2 ラウル王子1
そうしてノアは王城に連れて来られて、今に至る。
そして改めて、厳しい現実を突きつけられたのだった。
目の前には険しい目つきをした王子。美しい顔立ちであるがゆえに、その冷たさが一層、際立つ。そして、
「お前のような人間が来るところではない」
という拒絶の言葉。疑いようもなく嫌われていた。
(招かれざる客だったんだ……)
レティシアが王城に行きたがらなかった理由。この状況に至るまで「レティシアは勉強が嫌いだから、行儀見習いもしたくないのかも」くらいに考えていたが、甘かった。
王子と顔を合わせたくないからーー王子からの憎悪をノアに受けさせるため、ノアを身代わりに立てたのだ。それと同時に、
(王子にこんなに嫌われるなんて、レティシアは一体何をしでかしたの……?)
と驚くばかりだ。
そして記憶を総動員し、一つ思い当たった。
ラウル王子とレティシアは同じ王立学校の学友である。学校に通い出した頃のレティシアは、王子と同級生であることを自慢げに話しており、そしていずれ王子に見染められるのだと、うっとりした瞳で語っていたものだ。
しかし、しばらく経つと、
「ラウル王子? あんなの、顔だけが取り柄の最低な男だわ」
と悪態をつくようになっていた。
よくよく考えれば分かることだった。恐らく何か王子の不興を買い、彼から尊重されなかったのだろう。

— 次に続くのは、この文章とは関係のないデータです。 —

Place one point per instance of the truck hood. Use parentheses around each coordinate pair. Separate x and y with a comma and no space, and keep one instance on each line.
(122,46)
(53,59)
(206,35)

レティシアが王城の生活に飛び付かなかった理由は知れた。
(それにしても……)
王城の主人の一人である王子に嫌われているなんて、胃が痛い。そして、自分は一体、どう立ち回るべきなのか。想像もできない。
(身代わりであることを悟られてもいけない)
だから、ノアに出来得ることは、ただ一つ。
「申し訳なく存じますが、しきたりですので……」
と言葉を濁すだけだ。多くを語れば、間違いなくボロが出る。王子に限らず、王城では、なるべく会話は最小限に抑えなければ。
しかし王子は白い目でノアを見やり、
「殊勝なふりをしても無駄だ。お前のどす黒い本性は知れている」
と冷然と言い放った。そしてノアは改めて思う。レティシアは一体、どんなことをしでかしたのか、と。
「……」
ノアは伏し目がちに俯き、言葉を控える。そんなノアを見て、今、これ以上糾弾しても無駄だと判断したのだろう、王子は軽く舌打ちし、
「この王城で、お前が好き放題できると思うなよ」
と釘を刺した。そして言うべきことを全て伝え終えたのだろう、さっときびすを返した。
ノアは、去って行く拒絶する背中を目で追う。その姿が曲がり角で完全に見えなくなったのを確認すると、ノアは壁にもたれかかった。
(足に力が入らない……)
王子と対峙する緊張感は、かつて感じたことがないものだった。しかも、蛇蝎のように嫌われているという最悪の状況だ。よく途中で膝から崩れ落ちなかったものだと、ノアは少しだけ、雑用で鍛えられた己の足腰の強さに感謝した。
(それにしても……)
最初からこれでは、先が思いやられるというものだ。
しかし、こうも考える。いかに、ここが王城とはいえ、王子も忙しい身だ。そんなに頻繁に遭遇することもないだろう、と。
(元から、快適に過ごせるなんて思っていなかったもの)
だから極力、充てがわれた部屋から出ず、静かに目立たず過ごそう、とノアは心に決めたのだった。